Yong says FIABCI award is a confidence booster and reaffirms Mulpha’s mission of establishing its brand name as a high-end eco-lifestyle developer that gives back to nature.

He says the Bayou Water Village development is built and designed according to Singapore’s Construction Quality Assessment System (Conquas) to ensure that only homes of high quality and excellent workmanship are delivered to homeowners.

“From a business sense, it is a testament to delivering Conquas standard finishes with passive green features. It’s also about getting recognition from the challenging property industry.

“It is definitely a confidence booster, knowing that we are coming up with the right products – and that it is being well accepted by the market both locally and internationally. It also helps to reaffirm Mulpha’s mission of establishing its brand name as a high-end eco lifestyle developer that gives back to nature,” Yong tells StarBizWeek.

The 22-acre Bayou Water Village development comprises 213 two-storey residential units, five bungalows, 46 semi-detached units and 162 courtyard terrace homes.

The development has a distinct Malaysian village concept, with the houses built on stilts, fronting a waterway and built in small clusters at certain sections.

It also features homes nestled within nine acres of park, 1.2km of canal waterways and garden ponds. The houses are linked by three bridges over the canal, with jogging paths, pocket parks, barbeque gardens and childern’s play area.

The homes range from 1,777 sq ft to 2,203 sq ft and are priced around RM550,000. Residents are a mix of locals, Singaporeans and other expatriates.

“The creative design adopts an eco-chic waterfront village living concept. The (development) planning takes into account site factors such as respecting the surrounding ecosystem and interacting with the inherent environment,” says Yong.

According to him, prior to construction, Mulpha went to great lengths to ensure the impact on the surrounding ecosystem was minimal.

Detailed, photo-documentation of the sites was done prior to construction, so that the company would know if any wildlife would be affected upon the project completion.

“It (the development) definitely stands out from the rest, especially when we successfully transformed the existing drain reserve into a garden spine with 1.2km of sustainable canal waterways and walkways.

“The newly carved canal becomes a natural habitat that meanders through the whole site, linked by a series of bridges to an island clubhouse with a cantilevered pool perching over the canal, making it a community hub,” Yong says.

Yong says integrating its development with the surrounding nature also helps the company differentiate itself from the competition.

“When we come to a piece of land that has a lot of green, we don’t want to ignore it and we chose to work with the surrounding.
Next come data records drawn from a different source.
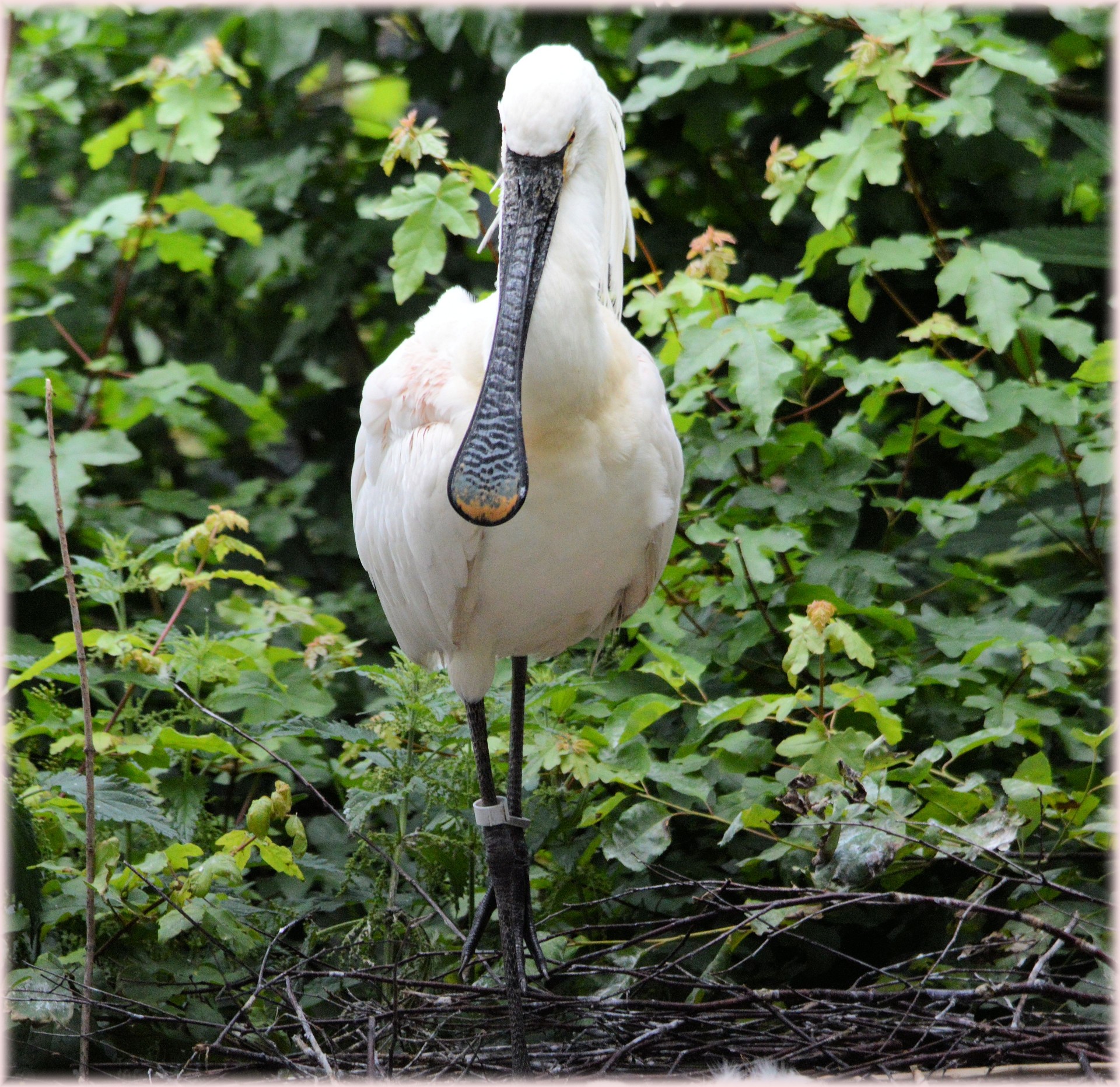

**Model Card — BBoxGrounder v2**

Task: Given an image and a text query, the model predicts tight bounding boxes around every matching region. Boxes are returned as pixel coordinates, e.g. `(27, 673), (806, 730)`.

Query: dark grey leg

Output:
(466, 702), (528, 1076)
(506, 657), (549, 979)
Another thing is that with our proximity to Singapore, we need to differentiate ourselves.

“Singapore doesn’t have as much green space and our products need to capitalise on this.”

According to Yong, the latest award for Bayou Water Village is the fourth FIABCI Prix d’Excellence Awards for Mulpha.

It has also won three awards on the local front at the FIABCI Malaysia Property Awards.

The awards are intended to recognise the world’s best developments.

This year’s FIABCI Prix d’Excellence Awards, which was held in May at St Petersburg, Russia, crowned four Malaysian developments in total.

The event saw winners from seven countries namely Hungary, India, Malaysia, Russia, Singapore, Taiwan and Turkey. There were over 60 projects from 16 countries that contested for this year’s international awards.

“Naturally, we will continue to develop more international class products, which we believe will benefit our investors and residents in the long term.

“Through this winning experience, we want to express our sincere appreciation to all our buyers, contractors, consultants, colleagues and other partners for their invaluable support and contributions. We hope to impart this confidence factor to them too so that they feel recognised to be associated with Leisure Farm.”

Moving forward, Yong says Mulpha will continue to focus on developing more projects within Leisure Farm.

Firstly, Bayou Creek, known as Precinct 7 and consisting of 332 canal front bungalows and semi-detached houses, will be launched in four sub-phases over three years. This precinct is a continuation of our series of successful canal-front living homes.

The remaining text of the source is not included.